Research interventions need to be trialled in the clinical setting rather than academic institutions to improve the evidence to practice research gap.
Currently only 14% of evidence-based research is implemented in the clinical setting and it takes as long as 17 years.
The figures were presented by Behavioural and Implementation Scientist Professor Luke Wolfenden, Director of the National Health and Medical Research Centre (NHMRC) for Research Excellence, in the webinar Implementation Science and the Prevention of Chronic Disease.
Co-Director of the WHO Collaborating Centre for National Chronic Disease Program Implementation, Professor Wolfenden, said that existing evidence-based interventions could prevent half of all cancers occurring today.
“There is an enormous gap against what should be done to improve patient health and what happens in practice. This is across almost all fields.”
“There is attrition in the pipeline which has resulted in not as much research innovation as we would have like to have seen.”
Professor Wolfenden’s research addresses primary modifiable risks, including obesity, diet, physical inactivity, alcohol and tobacco use.

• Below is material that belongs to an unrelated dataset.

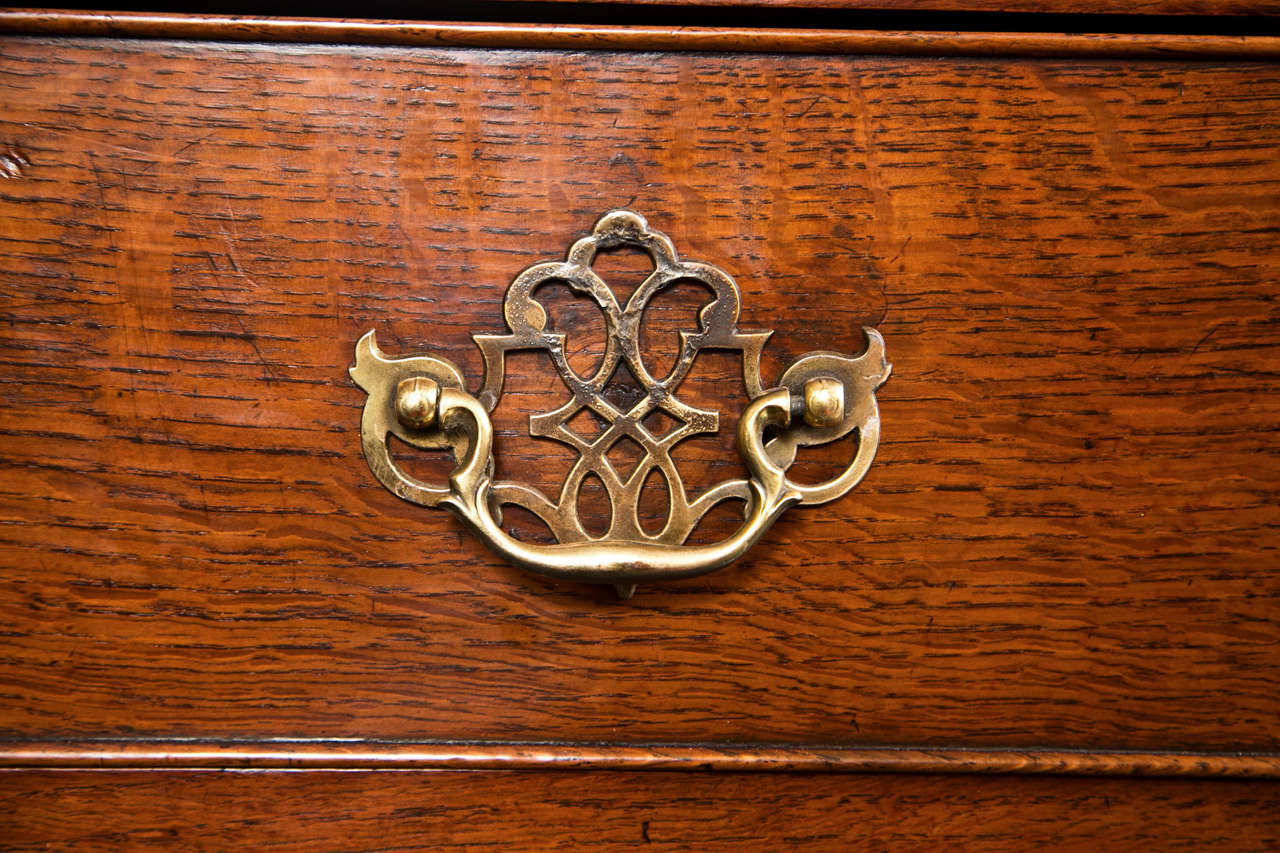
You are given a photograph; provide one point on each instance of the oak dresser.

Over the past five years his work has focused on trialling interventions to reduce modifiable chronic disease risks in the community; and trialling dissemination and implementation strategies to increase the adoption of evidence-based chronic disease prevention practices by organisations in the community.

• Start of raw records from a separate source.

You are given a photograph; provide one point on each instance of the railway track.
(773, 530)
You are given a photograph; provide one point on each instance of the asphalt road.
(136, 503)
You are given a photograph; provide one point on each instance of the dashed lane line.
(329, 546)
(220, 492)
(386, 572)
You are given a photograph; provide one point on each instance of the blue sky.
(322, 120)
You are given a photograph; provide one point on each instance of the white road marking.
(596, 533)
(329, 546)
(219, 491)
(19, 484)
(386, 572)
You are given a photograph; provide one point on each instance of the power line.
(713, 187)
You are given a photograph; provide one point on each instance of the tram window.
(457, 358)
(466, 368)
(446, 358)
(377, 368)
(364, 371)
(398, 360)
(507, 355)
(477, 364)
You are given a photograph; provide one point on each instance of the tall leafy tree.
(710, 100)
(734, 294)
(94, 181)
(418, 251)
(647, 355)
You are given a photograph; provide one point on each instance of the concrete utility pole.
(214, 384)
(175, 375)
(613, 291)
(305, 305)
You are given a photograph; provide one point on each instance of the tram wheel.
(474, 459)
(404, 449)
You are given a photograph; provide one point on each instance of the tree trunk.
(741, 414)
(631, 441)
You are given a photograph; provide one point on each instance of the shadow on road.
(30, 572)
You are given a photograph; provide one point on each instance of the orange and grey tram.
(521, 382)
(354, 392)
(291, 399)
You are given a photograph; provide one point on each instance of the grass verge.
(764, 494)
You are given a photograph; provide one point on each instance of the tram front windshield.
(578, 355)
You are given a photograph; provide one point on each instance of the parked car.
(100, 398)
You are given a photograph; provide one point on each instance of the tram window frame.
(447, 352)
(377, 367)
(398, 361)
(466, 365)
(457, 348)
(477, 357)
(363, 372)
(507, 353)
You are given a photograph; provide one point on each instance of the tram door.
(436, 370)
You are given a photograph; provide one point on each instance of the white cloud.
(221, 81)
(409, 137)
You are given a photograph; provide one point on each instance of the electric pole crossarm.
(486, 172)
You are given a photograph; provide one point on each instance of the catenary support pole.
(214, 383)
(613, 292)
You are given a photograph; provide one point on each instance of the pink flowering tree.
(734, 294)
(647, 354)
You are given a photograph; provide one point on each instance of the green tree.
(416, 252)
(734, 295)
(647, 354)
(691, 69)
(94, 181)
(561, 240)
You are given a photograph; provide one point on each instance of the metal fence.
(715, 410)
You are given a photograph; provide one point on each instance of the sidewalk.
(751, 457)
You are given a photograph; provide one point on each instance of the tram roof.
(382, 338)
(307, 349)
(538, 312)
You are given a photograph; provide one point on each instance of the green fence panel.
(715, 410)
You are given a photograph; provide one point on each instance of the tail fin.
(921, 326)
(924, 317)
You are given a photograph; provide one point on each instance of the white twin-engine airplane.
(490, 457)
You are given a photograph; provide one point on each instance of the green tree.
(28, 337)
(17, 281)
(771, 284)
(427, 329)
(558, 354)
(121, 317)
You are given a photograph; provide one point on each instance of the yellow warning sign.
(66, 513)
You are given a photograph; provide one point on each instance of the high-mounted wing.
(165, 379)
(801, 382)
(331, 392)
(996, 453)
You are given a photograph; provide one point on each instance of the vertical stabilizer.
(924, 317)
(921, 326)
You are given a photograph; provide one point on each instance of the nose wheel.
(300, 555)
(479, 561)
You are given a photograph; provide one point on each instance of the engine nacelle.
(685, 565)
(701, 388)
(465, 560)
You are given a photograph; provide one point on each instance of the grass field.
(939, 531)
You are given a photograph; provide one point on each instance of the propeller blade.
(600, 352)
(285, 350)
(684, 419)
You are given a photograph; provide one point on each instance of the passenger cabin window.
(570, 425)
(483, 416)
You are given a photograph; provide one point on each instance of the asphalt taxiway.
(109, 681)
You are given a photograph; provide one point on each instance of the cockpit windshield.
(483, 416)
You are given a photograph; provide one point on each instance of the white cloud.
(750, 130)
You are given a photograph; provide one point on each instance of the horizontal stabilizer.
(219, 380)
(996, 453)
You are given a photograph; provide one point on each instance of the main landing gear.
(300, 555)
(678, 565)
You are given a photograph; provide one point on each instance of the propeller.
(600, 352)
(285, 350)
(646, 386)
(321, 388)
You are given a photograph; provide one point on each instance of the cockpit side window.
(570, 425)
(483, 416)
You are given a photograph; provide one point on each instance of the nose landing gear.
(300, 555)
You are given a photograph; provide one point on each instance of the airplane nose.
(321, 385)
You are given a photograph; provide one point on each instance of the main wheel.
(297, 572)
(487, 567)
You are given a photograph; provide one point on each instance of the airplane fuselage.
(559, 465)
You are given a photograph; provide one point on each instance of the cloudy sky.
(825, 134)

Professor Wolfenden outlined three barriers to implementation of research by health practitioners:
- Adaptation or modification of interventions for the local clinical setting.
- Lack of evidence on how to best implement interventions.
- Implementation is characterised by bursts followed by prolonged periods of latency.
An example of the research to practice gap in school-based childhood health interventions found:
- Less than 5% of childcare centres comply with dietary guidelines.
- Less than 30% of schools comply with physical activity guidelines.
Efforts to address the research to practice gap have included: increasing awareness of research; having dedicated funding schemes; and capacity building and investing in infrastructure such as through the Cochrane Collaboration and other databases to curate the most relevant research to policy makers and clinicians.
“However, new approaches need to be embedded in clinical and public health practice,” said Professor Wolfenden.
Rather than university institutions as the hub for research trials, we need to move the centre of gravity from universities into the public health system – into the real-world setting, he said.
There needs to be novel partnerships and health workforce transformation along with examination of the interaction between intervention, implementation and the context, argues Professor Wolfenden.
“Often there is a difficulty to identify what works for whom in what context. We need a nuanced assessment.
“New models are required where research is conducted in the contexts it is to be applied with end-users who will apply it.
“We need to test efficacy of our interventions and we need to consider the context and population we are applying it to.
“We also need to employ harmonised methods that builds directly off prior knowledge and which seeks to contribute to generalised knowledge.”
Some current projects using implementation science to address chronic disease risk factors include:
- Engaging maternity services to address smoking, alcohol consumption and weight gain in pregnancy.
- Learning health systems approach to optimise implementation of prevention programs – reducing the risk factors in young children.
- Public health law: making it work for the prevention of chronic disease.
The Maridulu Budyari Gumal SPHERE Implementation Science Platform – Implementation Science and the Prevention of Chronic Disease was presented by special guest speaker, Professor Luke Wolfenden on 24 October 2022. The recording is now available.